Bazis International of Concord is scheduled to construct a 79-storey complex at the site and intends to start demolition in December. And so recently it sent out lease-termination notices. That's when reality set in.
"To have to move from here is a very big loss for me," said 75-year-old Jack Tcherkezian, the owner of HyArt Gallery, a photo-frame operation he has run for 15 years in Roy's Square, a quaint, 18-foot-wide laneway that runs south from Bloor and then circles west toward Yonge. "It's a very big project they're planning. When it's finished, there's going to be a lot more waste, garbage, congestion, traffic, people and cars."
Across the laneway, Percy More, manager of Ritz Caribbean Food, is perturbed at the idea of having to move.
"We're very upset and our customers are upset because we don't want to leave," Mr. More said. "They are running us out just like that."
The project will cost close to $500-million and will include 450 condos, a 120-room, five-star boutique hotel and a number of retailers. Although no names for the hotel and retailers have been finalized, Bazis has decided on the price range for its condos: $300,000 for a one-bedroom unit to over $2-million for a full-floor penthouse of close to 10,000 square feet.
Some modifications are being made to architect Roy Varacalli's original exterior design, but the size and height remain intact.

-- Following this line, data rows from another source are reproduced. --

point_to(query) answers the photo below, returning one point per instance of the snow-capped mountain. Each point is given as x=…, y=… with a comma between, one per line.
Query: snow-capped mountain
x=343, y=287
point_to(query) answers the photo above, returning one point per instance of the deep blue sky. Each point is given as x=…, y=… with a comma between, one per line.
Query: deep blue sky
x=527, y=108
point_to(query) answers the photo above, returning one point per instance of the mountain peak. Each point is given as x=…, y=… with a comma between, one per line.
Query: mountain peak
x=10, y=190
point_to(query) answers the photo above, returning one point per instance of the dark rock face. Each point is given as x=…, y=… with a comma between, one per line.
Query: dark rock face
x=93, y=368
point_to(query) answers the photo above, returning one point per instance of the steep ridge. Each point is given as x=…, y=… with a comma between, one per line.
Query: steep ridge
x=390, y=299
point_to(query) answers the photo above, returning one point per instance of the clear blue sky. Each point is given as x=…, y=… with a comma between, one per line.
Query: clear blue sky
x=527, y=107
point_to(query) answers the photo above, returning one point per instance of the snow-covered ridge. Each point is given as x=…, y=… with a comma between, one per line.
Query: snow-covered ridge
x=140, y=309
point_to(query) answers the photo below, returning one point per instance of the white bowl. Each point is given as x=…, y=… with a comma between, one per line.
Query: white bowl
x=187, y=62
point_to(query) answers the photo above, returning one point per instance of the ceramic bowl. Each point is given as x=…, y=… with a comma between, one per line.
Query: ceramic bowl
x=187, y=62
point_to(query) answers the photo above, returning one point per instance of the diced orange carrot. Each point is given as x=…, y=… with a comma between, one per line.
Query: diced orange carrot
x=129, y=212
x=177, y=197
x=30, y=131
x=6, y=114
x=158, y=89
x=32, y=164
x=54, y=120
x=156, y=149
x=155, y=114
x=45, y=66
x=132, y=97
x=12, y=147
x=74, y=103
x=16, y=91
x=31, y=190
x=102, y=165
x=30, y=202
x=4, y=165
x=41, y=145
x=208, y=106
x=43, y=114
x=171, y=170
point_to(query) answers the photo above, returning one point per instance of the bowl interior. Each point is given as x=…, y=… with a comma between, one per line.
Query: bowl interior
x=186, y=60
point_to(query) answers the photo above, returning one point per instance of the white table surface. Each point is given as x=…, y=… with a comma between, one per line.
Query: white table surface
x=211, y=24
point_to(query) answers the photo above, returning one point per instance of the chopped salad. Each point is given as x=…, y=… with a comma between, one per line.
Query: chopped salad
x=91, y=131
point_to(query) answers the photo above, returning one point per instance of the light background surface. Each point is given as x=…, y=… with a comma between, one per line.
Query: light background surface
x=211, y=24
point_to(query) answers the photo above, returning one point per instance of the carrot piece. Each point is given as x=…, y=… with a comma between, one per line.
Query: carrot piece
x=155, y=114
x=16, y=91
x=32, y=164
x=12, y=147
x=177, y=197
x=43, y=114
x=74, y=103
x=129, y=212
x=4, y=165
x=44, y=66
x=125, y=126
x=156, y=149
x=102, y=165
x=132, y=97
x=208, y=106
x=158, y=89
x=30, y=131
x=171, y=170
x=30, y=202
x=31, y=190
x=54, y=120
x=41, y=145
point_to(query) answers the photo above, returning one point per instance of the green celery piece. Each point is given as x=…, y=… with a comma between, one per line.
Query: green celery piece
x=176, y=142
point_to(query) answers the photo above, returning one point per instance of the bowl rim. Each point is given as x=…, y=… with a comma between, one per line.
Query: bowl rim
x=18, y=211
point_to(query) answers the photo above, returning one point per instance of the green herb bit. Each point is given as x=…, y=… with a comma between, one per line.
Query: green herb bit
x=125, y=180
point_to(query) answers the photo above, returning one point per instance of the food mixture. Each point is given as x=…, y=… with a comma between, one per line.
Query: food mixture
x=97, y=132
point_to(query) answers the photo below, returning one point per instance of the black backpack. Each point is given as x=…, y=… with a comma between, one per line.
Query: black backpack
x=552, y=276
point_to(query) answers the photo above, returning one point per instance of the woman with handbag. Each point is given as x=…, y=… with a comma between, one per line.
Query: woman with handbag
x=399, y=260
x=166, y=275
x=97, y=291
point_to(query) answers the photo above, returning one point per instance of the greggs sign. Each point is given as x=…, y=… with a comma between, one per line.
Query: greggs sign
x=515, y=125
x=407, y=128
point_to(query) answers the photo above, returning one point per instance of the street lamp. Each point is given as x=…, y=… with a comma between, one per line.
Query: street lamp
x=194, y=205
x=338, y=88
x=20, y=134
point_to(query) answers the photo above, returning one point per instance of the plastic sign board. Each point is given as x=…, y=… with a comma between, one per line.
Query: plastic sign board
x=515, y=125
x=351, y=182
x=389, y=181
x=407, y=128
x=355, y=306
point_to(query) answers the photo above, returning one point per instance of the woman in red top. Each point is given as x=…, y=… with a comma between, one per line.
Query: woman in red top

"The project goes to marketing in October," Mr. Varacalli said. That's when Bazis will find out how the public will respond to its condo sales pitch.
The development will run east along Bloor and one full block south to Hayden Street, the location of the Naval Club, another casualty of the project.
[. . .]
Veronika Belovich, Bazis's director sales and marketing, said: "We're trying to make the city better. This is a junky corner and we want to make it a fabulous area."
The "junky" comment is an unfair slam at a pleasant area of low-rise shops, in my opinion. (I'll miss particularly the Indian restaurant Biryani House and City Optical, where I bought my most recent pairs of glasses.) Still, the kind of money needed to build a 77-story tower brings with it its own privileges, and the architectural designs do look interesting.